Stats Perform
·24 Mei 2019
In partnership with
Yahoo sportsStats Perform
·24 Mei 2019
Degradasi ke kasta bawah tidak hanya mengurangi gengsi klub, tapi juga pendapatan secara signifikan. Tapi di Inggris, ada skema bantuan supaya tim-tim yang degradasi tetap bertahan secara finansial.
Sudah menjadi rahasia umum jika kompetisi Liga Primer Inggris merupakan liga termahal di dunia. Pasalnya, setiap klub kontestan mendapat kucuran dana menggiurkan dari hak siar televisi.
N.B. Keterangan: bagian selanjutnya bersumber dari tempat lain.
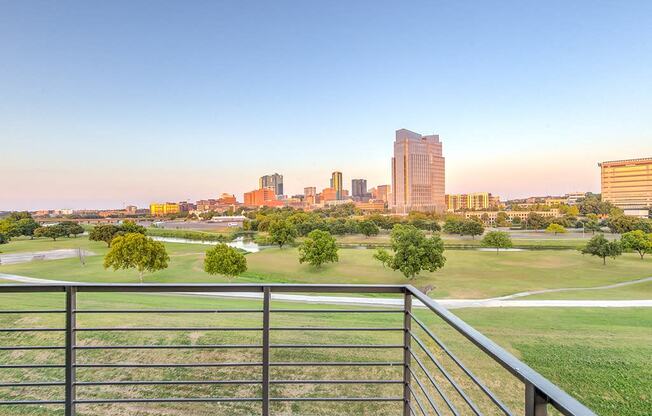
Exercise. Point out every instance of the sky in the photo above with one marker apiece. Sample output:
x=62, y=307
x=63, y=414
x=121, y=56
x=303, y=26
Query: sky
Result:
x=104, y=104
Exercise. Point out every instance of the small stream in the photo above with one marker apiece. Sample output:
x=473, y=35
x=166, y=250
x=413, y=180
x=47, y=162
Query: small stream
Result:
x=247, y=245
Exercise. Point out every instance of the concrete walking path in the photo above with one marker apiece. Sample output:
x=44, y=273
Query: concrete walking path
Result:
x=390, y=302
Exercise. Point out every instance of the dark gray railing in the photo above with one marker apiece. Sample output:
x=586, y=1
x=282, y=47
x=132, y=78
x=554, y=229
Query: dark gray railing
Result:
x=539, y=392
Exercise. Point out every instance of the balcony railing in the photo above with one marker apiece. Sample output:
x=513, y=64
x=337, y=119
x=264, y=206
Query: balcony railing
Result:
x=424, y=385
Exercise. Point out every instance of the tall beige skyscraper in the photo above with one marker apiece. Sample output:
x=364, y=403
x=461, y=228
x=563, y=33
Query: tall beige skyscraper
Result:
x=627, y=183
x=336, y=183
x=418, y=173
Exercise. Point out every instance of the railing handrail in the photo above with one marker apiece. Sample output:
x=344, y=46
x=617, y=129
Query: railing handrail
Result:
x=540, y=387
x=561, y=400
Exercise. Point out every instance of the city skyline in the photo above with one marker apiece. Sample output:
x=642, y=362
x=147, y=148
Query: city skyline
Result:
x=527, y=99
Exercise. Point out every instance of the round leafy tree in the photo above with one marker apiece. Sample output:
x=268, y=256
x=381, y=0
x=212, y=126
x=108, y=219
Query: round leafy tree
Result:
x=599, y=246
x=135, y=251
x=368, y=228
x=225, y=260
x=497, y=240
x=281, y=232
x=318, y=248
x=412, y=251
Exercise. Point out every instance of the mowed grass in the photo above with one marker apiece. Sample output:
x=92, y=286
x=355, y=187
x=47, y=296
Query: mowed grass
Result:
x=533, y=240
x=601, y=357
x=638, y=291
x=467, y=273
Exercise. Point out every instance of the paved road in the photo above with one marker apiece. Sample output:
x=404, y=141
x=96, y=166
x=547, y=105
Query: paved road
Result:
x=388, y=302
x=42, y=255
x=573, y=289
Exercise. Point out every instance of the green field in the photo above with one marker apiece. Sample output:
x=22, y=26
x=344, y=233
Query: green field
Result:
x=600, y=358
x=467, y=274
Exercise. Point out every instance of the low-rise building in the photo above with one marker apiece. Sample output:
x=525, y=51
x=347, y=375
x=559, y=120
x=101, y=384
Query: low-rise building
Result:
x=261, y=197
x=490, y=216
x=371, y=206
x=158, y=209
x=472, y=201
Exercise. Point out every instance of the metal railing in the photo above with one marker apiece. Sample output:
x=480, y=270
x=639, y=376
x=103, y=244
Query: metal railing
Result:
x=428, y=387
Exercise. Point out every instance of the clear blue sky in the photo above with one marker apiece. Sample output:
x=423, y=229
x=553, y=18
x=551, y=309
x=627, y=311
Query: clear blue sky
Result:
x=132, y=101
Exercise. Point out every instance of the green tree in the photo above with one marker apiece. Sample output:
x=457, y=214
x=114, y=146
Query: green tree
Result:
x=453, y=226
x=412, y=251
x=136, y=251
x=497, y=240
x=599, y=246
x=52, y=231
x=472, y=227
x=638, y=241
x=535, y=221
x=555, y=228
x=502, y=220
x=318, y=248
x=225, y=260
x=105, y=232
x=281, y=232
x=368, y=228
x=592, y=225
x=72, y=228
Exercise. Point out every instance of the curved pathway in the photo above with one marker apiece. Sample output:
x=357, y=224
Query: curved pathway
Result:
x=389, y=302
x=572, y=289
Tapi di balik kemegahan kompetisi tertinggi di Inggris ini, tentu ada risiko besar yang dihadapi para tim peserta. Bukan hanya soal mendapat tempat di EPL, bisa bertahan di surga-nya sepakbola pun bukan perkara gampang. Padahal, mempertahankan keikutsertaan mereka di Liga Primer dapat memberikan keuntungan materi yang wah.
Dari 20 tim yang berkompetisi di Liga Primer sepuluh tahun lalu, misalnya, hanya tujuh yang konsisten bertahan di kasta teratas, yaitu Manchester City, Liverpool, Chelsea, Arsenal, Everton, Tottenham dan Manchester City.
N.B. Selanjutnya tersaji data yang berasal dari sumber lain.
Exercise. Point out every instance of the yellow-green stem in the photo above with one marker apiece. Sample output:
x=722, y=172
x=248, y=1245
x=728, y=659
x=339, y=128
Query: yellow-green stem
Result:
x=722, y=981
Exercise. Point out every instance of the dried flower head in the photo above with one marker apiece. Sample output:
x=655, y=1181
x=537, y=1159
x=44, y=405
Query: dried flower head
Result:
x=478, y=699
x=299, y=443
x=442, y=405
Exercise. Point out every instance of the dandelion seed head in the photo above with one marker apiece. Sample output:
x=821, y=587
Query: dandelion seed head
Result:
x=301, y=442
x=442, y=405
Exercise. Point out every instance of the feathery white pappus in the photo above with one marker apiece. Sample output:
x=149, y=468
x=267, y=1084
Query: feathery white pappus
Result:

Sisanya terdegradasi. Aston Villa, Fulham, West Ham, Stoke City, West Bromwich Albion, Newcastle United, Hull City dan Middlesbrough turun ke Championship, sementara Bolton, Sunderland, Wigan Athletic, Portsmouth dan Blackburn Rovers terperosok lebih jauh ke League One.
Kalau sudah begini, bukan cuma gengsi klub yang merosot tapi keuangan pun jadi cekak. Padahal tak sedikit tim-tim medioker ini belanja pemain dengan gaji mahal untuk membantu mereka bertahan di tengah sengitnya persaingan liga. Saat tim itu harus turun kasta, mereka dipaksa melepas si pemain itu demi menyeimbangkan neraca keuangan.
Tapi di Liga Primer, mereka punya kebijakan yang dikenal dengan sebutan parachute payments atau pembayaran parasut supaya klub yang terdegradasi tidak mengalami ketimpangan terlalu jauh di sektor finansial mereka dan dapat menyesuaikan diri saat mereke terdegradasi.
Seperti yang sempat disinggung sedikit di atas, pembayaran parasut dirancang untuk memberikan “keringanan beban finansial” kepada klub Liga Primer yang terdegradasi ke Championship.
Misal, Queens Park Rangers memiliki beban yang cukup tinggi di Liga Primer, sehingga saat degradasi mendapat masalah keuangan gara-gara terbebani anggapan gaji. Nah, untuk menjembatani problem tersebut diberikanlah pembayaran parasut ini.
Konsep ini pertama kali diperkenalkan di musim 2006-07, kemudian dirombak dari 2016-17 dan digunakan sampai sekarang.
Pada awalnya, pembayaran parasut ini didistribusikan kepada tim-tim degradasi selama empat tahun beruntun, tapi per 2015 mengalami perubahan hingga berkurang menjadi tiga tahun dan hanya dua untuk tim yang cuma semusim bertahan di Liga Primer.
Pembayaran parasut bekerja sama dengan pembayaran solidaritas, dengan nilai keseluruhan mencapai £100 juta, yang didistribusikan di antara semua klub liga setiap musim.
Pembayaran solidaritas bertujuan untuk mengimbangi potensi ketimpangan antara klub yang bisa timbul akibat pembayaran parasut.
Pembayaran parasut kepada klub yang terdegradasi berdasarkan pada pendapatan penyiaran Liga Primer. Karena itulah nilai keseluruhan pembayaran ini bervariasi dari waktu ke waktu, meningkat secara bertahap dari hak siar yang membanjiri pemainan sepakbola Inggris.
Di tahun pertama, pembayaran yang diberikan adalah 55 persen dari nilai yang diterima masing-masing klub Liga Primer sebagai bagian dari pendapatan siaran. Berdasarkan angka terkini, presentasi itu kira-kira £40 juta. Presentasi berukurang menjadi 45 persen di tahun kedua (sekitar £35 juta) dan 20 persen di tahun ketiga (sekitar £15 juta).
Penting untuk dicatat, tim-tim yang terdegradasi di musim pertama mereka di Liga Primer setelah promosi hanya menerima dua tahun pembayaran parasut.
Jika tim kembali promosi ke Liga Primer dalam kurun tiga tahun tersebut, mereka tidak dapat melanjutkan penerimaan pembayaran parasut.